Watling a déclaré: “En raison du grand nombre de cas de cancer dans la biobanque britannique, nous avons pu examiner les types de cancer courants par rapport aux groupes de régime, malgré le faible nombre de végétariens et de pescatariens, et explorer davantage cette association.”

À la fin de la période d’étude, 54 961 personnes avaient développé un cancer d’un certain type. Les chercheurs ont noté 5 882 cas de cancer colorectal, 9 501 cas de cancer de la prostate et 7 537 cas de cancer du sein post-ménopausique.

Réduire le risque de cancer

Avec le groupe mangeant de la viande servant de référence, les chercheurs ont calculé le risque de développer un cancer pour les trois autres groupes.

Les données ont montré que le groupe végétarien et végétalien était 14 % moins susceptible de développer un cancer que les autres groupes.

Les mangeurs de poisson étaient 10 % moins susceptibles de développer un cancer et les faibles mangeurs de viande réduisaient leur risque de 2 %.

Les femmes ménopausées qui étaient végétariennes avaient un risque de cancer du sein de 18 % inférieur, tandis que les hommes pescatariens et végétariens avaient respectivement un risque de cancer de la prostate de 20 % et 31 % inférieur. Lorsque les auteurs de l’étude se sont penchés sur le cancer colorectal, ils ont constaté que les faibles consommateurs de viande avaient un risque de développer la maladie de 9 % inférieur, ce qui, notent-ils, est conforme aux recherches antérieures.

Derrière les données

Les auteurs écrivent :

“Il n’est pas clair si les autres différences observées pour tous les cancers et pour le cancer de la prostate reflètent des relations causales ou sont dues à d’autres facteurs, tels que la confusion résiduelle ou les différences dans la détection du cancer.”

Parmi ces facteurs de confusion potentiels figure l’indice de masse corporelle (IMC). Lorsque les chercheurs ont pris en compte l’IMC, la réduction du risque de cancer du sein chez les femmes végétariennes est devenue insignifiante.

Watling a expliqué au MNT, “l’IMC serait un facteur de confusion potentiel si les différences d’IMC par groupes de régime ne sont pas dues à des différences alimentaires.”
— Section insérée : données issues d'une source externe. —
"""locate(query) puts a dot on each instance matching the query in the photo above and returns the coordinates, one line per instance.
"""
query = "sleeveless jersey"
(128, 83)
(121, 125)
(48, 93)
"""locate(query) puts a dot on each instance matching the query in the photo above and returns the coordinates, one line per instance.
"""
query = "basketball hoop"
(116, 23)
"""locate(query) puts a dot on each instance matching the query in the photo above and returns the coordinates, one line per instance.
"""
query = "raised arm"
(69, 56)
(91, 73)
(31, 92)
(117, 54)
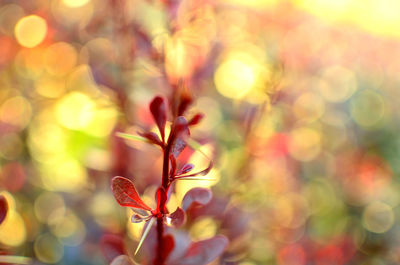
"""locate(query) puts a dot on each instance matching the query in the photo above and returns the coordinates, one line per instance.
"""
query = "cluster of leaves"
(171, 247)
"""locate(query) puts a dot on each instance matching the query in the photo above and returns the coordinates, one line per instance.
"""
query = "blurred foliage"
(301, 114)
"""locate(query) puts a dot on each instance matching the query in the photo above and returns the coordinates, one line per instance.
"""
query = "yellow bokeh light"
(234, 78)
(75, 3)
(203, 229)
(46, 204)
(308, 107)
(64, 175)
(29, 63)
(69, 229)
(305, 144)
(103, 120)
(337, 84)
(16, 111)
(48, 249)
(60, 58)
(50, 86)
(75, 110)
(13, 231)
(367, 108)
(70, 12)
(378, 217)
(30, 31)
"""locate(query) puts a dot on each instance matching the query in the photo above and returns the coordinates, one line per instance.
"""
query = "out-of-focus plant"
(168, 249)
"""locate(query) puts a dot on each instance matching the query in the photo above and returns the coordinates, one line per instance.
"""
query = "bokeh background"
(301, 100)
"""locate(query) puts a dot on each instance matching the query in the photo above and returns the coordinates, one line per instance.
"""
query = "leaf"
(136, 218)
(195, 196)
(126, 195)
(169, 244)
(177, 217)
(161, 198)
(185, 101)
(200, 173)
(152, 138)
(185, 169)
(196, 119)
(3, 208)
(205, 251)
(178, 147)
(180, 126)
(173, 165)
(146, 231)
(179, 131)
(158, 109)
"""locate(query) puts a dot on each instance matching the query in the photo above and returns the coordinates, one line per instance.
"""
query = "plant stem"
(160, 224)
(160, 247)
“Par exemple”, a déclaré Watling, “peut-être que les végétariens font plus d’exercice que les mangeurs de viande et maintiennent ainsi un IMC sain.”

Watling a souligné qu ‘«il existe des différences d’IMC selon le groupe de régime alimentaire, et un IMC plus élevé est associé à un risque de cancer plus élevé».
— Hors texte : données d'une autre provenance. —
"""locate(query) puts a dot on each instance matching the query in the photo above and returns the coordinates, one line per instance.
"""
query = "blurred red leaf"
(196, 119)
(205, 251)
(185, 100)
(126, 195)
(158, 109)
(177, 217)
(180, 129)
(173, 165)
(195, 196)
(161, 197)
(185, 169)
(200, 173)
“Cependant”, a-t-il ajouté, “l’IMC peut également être un médiateur si les différences d’IMC par groupe de régime sont, en fait, dues à des différences alimentaires. C’est difficile à démêler, comme vous vous en doutez peut-être. En tant que tel, nous avons considéré l’IMC à la fois comme un facteur de confusion potentiel et comme un médiateur potentiel dans nos analyses.

Pour l’instant, Watling a suggéré :

“Mes recommandations seraient que les individus limitent la consommation de viande transformée et rouge dans leur alimentation et consomment une alimentation riche en grains entiers, fruits, légumes et haricots tout en maintenant un poids corporel sain.”

Les auteurs de l’étude ont constaté que les végétariens et les pescatariens étaient plus susceptibles d’être plus jeunes et bien éduqués et moins susceptibles de fumer et de boire. Cela suggère qu’il est possible que les résultats soient dus à des facteurs de confusion.

De plus, les volontaires de la UK BioBank étaient tous âgés de 40 à 70 ans au moment du recrutement, ce qui signifie que les résultats peuvent ne pas être généralisables à tous les groupes d’âge.